Meatloaf’s performance was the hot topic the next day, and iirc, the response was so strong that they showed the footage again the next week (unheard of at the time).
It was also the one performance that everyone stopped and watched on that year’s Best of TOGWT show on New Year’s Eve. By that time it had sold massively, of course…

If you are of the iTunes / Autotune / texting / factory music generation of today, you may have difficulty appreciating intelligent, quality lyrics (that actually tell a story), music that is more than computer-generated metronome, expressing a lifestyle where people “hooked up” initially flesh to flesh and not text finger to text finger.

For me, it was a transition time, leaving the music of the 60s and early 70s, smack dab in the middle of disco but before the 80s drone music began. I wouldn’t consider BOOH as a failure or bridge between music eras. I think it was new, different, innovative, and the industry was reinventing itself and actually missed the boat. Music went a different direction. If there was any other group being that innovative at the time I would put Queen there, too. Queen exploded while Meatloaf didn’t.

Nevermind.

If I recall Todd’s reaction was, “You’re kidding? You’re not?? Sign me up!!”

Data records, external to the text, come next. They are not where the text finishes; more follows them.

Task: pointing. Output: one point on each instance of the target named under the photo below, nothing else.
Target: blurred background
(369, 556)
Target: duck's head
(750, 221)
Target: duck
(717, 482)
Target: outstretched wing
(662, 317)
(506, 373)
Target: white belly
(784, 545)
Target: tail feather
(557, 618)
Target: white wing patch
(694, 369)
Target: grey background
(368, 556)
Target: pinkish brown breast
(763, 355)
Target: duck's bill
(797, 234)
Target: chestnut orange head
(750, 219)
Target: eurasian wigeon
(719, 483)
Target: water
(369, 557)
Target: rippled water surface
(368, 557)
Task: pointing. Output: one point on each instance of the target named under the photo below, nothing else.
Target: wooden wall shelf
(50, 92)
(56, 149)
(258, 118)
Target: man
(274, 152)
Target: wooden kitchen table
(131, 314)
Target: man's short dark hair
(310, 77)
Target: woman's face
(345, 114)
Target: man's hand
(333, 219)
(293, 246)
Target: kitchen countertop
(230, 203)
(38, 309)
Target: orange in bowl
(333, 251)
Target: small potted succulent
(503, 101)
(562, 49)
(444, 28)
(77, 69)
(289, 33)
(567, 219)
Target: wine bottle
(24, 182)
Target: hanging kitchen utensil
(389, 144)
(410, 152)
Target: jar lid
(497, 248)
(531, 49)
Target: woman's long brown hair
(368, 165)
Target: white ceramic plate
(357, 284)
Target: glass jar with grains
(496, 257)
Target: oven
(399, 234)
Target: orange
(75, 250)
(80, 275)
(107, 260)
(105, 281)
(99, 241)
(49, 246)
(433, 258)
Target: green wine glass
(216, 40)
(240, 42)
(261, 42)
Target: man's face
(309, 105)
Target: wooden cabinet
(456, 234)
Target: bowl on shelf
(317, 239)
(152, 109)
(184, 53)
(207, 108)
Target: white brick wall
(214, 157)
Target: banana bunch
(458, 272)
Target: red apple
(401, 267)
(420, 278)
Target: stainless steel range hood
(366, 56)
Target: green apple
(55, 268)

I’m more in this age range (early 30s), and I definitely had a couple of years in my early teens where I was listening to the first two Bat Out Of Hell CDs (my dad’s, of course!) all the time. I also saw Meat Loaf in concert shortly after the third one came out, and while that CD obviously had… shortcomings… it was still entertaining as hell, and the (fairly mixed-age) crowd still went nuts for the old stuff.